Berurusan dengan tema yang pelik tidak menjadikan Enter the Void dalam diskursus yang rumit, apalagi Noe menekankan film ini lebih ke aspek visualnya, terbukti dengan dialognya yang dangkal dan nyaris tak berisi. Durasinya yang lama dan banyaknya adegan-adegan yang bersifat repetitif, boleh jadi akan membuat penontonnya merasa lelah dan bosan. Perkecualian mungkin adegan kecelakaan yang diulang beberapa kali sehingga memunculkan kesan traumatis yang mendalam pada karakter tokohnya. Akting Paz de la Huerta yang monoton, jika tak mau dibilang sangat kurang meyakinkan, dan sepertinya hanya bersandar pada pakaiannya yang selalu kekurangan bahan, menjadi titik lemah bagi film ini.
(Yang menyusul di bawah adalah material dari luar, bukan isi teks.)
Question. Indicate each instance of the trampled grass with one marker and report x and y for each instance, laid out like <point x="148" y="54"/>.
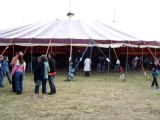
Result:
<point x="98" y="97"/>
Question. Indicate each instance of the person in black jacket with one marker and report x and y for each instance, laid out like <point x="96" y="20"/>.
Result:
<point x="52" y="65"/>
<point x="155" y="73"/>
<point x="38" y="75"/>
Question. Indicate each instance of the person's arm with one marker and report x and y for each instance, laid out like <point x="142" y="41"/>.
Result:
<point x="14" y="59"/>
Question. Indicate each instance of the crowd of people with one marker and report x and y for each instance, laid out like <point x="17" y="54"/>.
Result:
<point x="45" y="70"/>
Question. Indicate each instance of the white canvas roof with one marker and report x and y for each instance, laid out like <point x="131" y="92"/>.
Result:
<point x="62" y="32"/>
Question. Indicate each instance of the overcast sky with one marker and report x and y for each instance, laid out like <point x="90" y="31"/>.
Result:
<point x="138" y="17"/>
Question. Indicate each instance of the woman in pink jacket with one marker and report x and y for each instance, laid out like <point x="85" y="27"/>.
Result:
<point x="18" y="71"/>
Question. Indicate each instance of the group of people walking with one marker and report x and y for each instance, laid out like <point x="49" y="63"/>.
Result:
<point x="45" y="70"/>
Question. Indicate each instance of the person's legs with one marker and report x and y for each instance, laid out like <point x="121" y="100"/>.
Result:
<point x="38" y="83"/>
<point x="8" y="76"/>
<point x="51" y="84"/>
<point x="17" y="81"/>
<point x="13" y="84"/>
<point x="44" y="81"/>
<point x="21" y="82"/>
<point x="1" y="79"/>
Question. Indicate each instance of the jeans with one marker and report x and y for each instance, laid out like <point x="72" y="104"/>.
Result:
<point x="99" y="67"/>
<point x="51" y="84"/>
<point x="1" y="78"/>
<point x="8" y="76"/>
<point x="154" y="80"/>
<point x="19" y="81"/>
<point x="38" y="84"/>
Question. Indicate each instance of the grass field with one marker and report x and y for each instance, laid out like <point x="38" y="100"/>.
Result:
<point x="98" y="97"/>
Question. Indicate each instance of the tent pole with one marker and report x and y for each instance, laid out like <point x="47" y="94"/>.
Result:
<point x="142" y="60"/>
<point x="91" y="52"/>
<point x="13" y="51"/>
<point x="31" y="58"/>
<point x="127" y="60"/>
<point x="109" y="55"/>
<point x="155" y="52"/>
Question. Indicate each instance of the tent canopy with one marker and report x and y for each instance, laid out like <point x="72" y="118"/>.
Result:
<point x="65" y="32"/>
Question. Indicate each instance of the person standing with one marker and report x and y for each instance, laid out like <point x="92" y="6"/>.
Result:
<point x="6" y="69"/>
<point x="38" y="75"/>
<point x="155" y="73"/>
<point x="46" y="71"/>
<point x="1" y="71"/>
<point x="87" y="66"/>
<point x="19" y="70"/>
<point x="13" y="62"/>
<point x="52" y="73"/>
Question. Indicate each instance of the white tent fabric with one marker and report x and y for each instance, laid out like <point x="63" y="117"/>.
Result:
<point x="76" y="30"/>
Meskipun begitu, usaha sang sutradara untuk selalu menyajikan pengalaman yang unik, kreatif dan berbeda dari yang lain, layak untuk diapresiasi. Seperti Irreversible, film ini juga akan menghasilkan opini penonton yang terbelah. Di satu sisi akan ada yang menyukainya setengah mati, di sisi lain akan ada yang merasakan kebosanan akut sampai-sampai dia berharap lebih baik mati saja daripada menyelesaikan menonton Enter the Void.